SVT-AV1 Parameters
This page is a high-level overview of relevant SVT-AV1 information and parameters you should know about to make informed encoding decisions. Explanations behind certain parameters are included, but the primary focus is to provide a list of go-to parameters we recommend to make the most out of the AV1 format.
These parameters are aimed at high-efficiency video encoding, with a focus on visual appeal. Transparency remains an area where SVT-AV1 has room for improvement at this point in time, so expect some visible quality loss even in high-bitrate scenarios.
Transparency
"Transparency" refers to the degree to which the encoded output matches the source. A more transparent encode will look closer to the original source, while a less transparent encode will have noticeable compression artifacts and/or distortions.
Achieving perfect transparency is borderline impossible (especially once you factor in random variance such as with dithering), and one end goal of encoding is to have a "transparent" encode, a.k.a. to get as close as reasonably possible to the source.
Given AV1's origins as a web-focused codec its strength lies not in achieving transparency but in creating visually appealing encodes, that is to say small file sizes with minimal perceptible artifacts.

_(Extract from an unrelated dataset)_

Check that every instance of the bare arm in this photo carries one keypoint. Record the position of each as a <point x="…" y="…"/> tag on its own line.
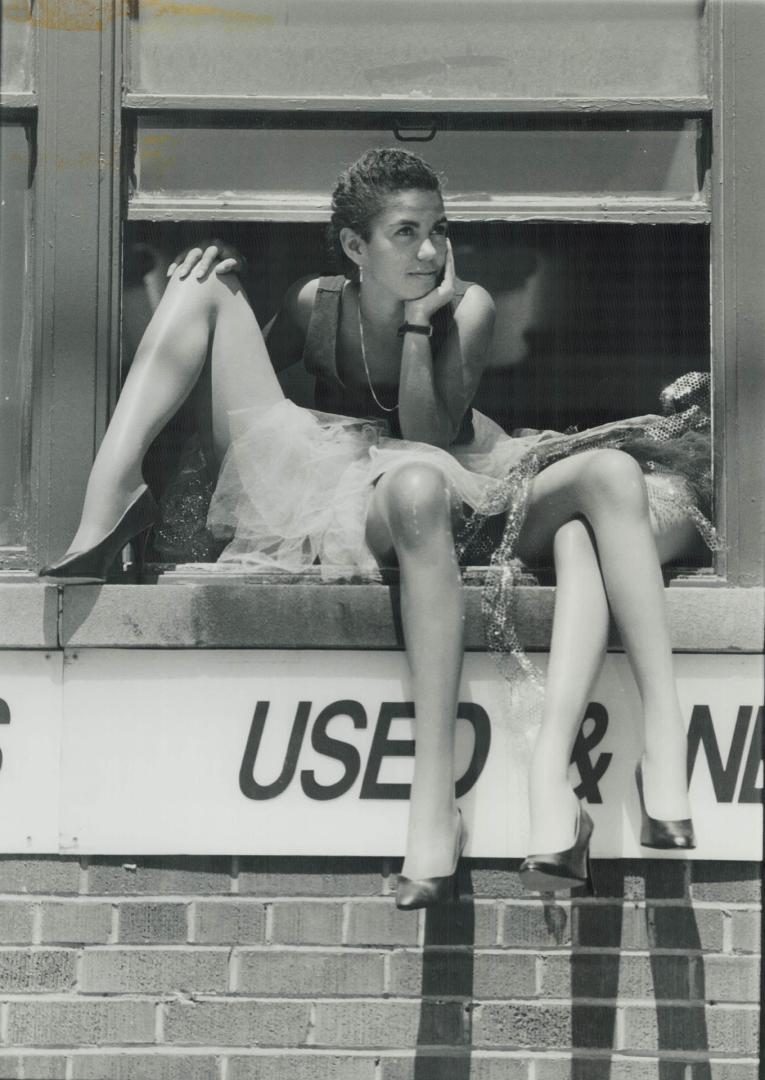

For a more complete look at these parameters, see the SVT-AV1 documentation.
Parts of this guide have been written based off the work done in the "Deep Dive" blog post series on the codec wiki. Look them up if you like benchmarks, tables and graphs!
Warning
The recommendations are primarily aimed at encoding anime, and may not be suitable for other types of content. We will try to give alternative options for live-action content where possible, but a lot of parameters should still be sufficient.
Furthermore, these parameters are not tailored for compatibility. If you're encoding for a streaming service, you may need to change some parameters and ensure you're in compliance with your company's requirements.
General AV1 Knowledge
AV1 is generally less well-known than its H.26x competitors, justifying such a section.
Let's begin with the encoder situation. AV1 has three publicly-available software encoders: aomenc, SVT-AV1 and rav1e. The former is the reference encoder, is very slow, and doesn't hold the efficiency crown nowadays. The latter is coded in rust and had an interesting psychovisual design from the ground up, however development stopped years ago after funding was cut. SVT-AV1, as its full name implies, is the most scalable encoder of the bunch, be it in performance, or in its various usecases. We will therefore focus on that encoder implementation that still receives frequent updates.
The SVT-AV1 code base is good, with enormous potential for psychovisual development. This led to many advances since early 2024, when the SVT-AV1-PSY fork, commonly maintained by members of the community, was introduced. Many features that either brought QoL improvements, increased efficiency or visual quality were upstreamed to mainline SVT-AV1, until development of the fork stopped in early 2025. Two new forks emerged from its remnants, SVT-AV1-PSYEX and SVT-AV1-HDR, the former with the goal of being the direct continuation of the -PSY project, and the latter concentrating on improving perceptual fidelity on specific grainy and HDR scenarios.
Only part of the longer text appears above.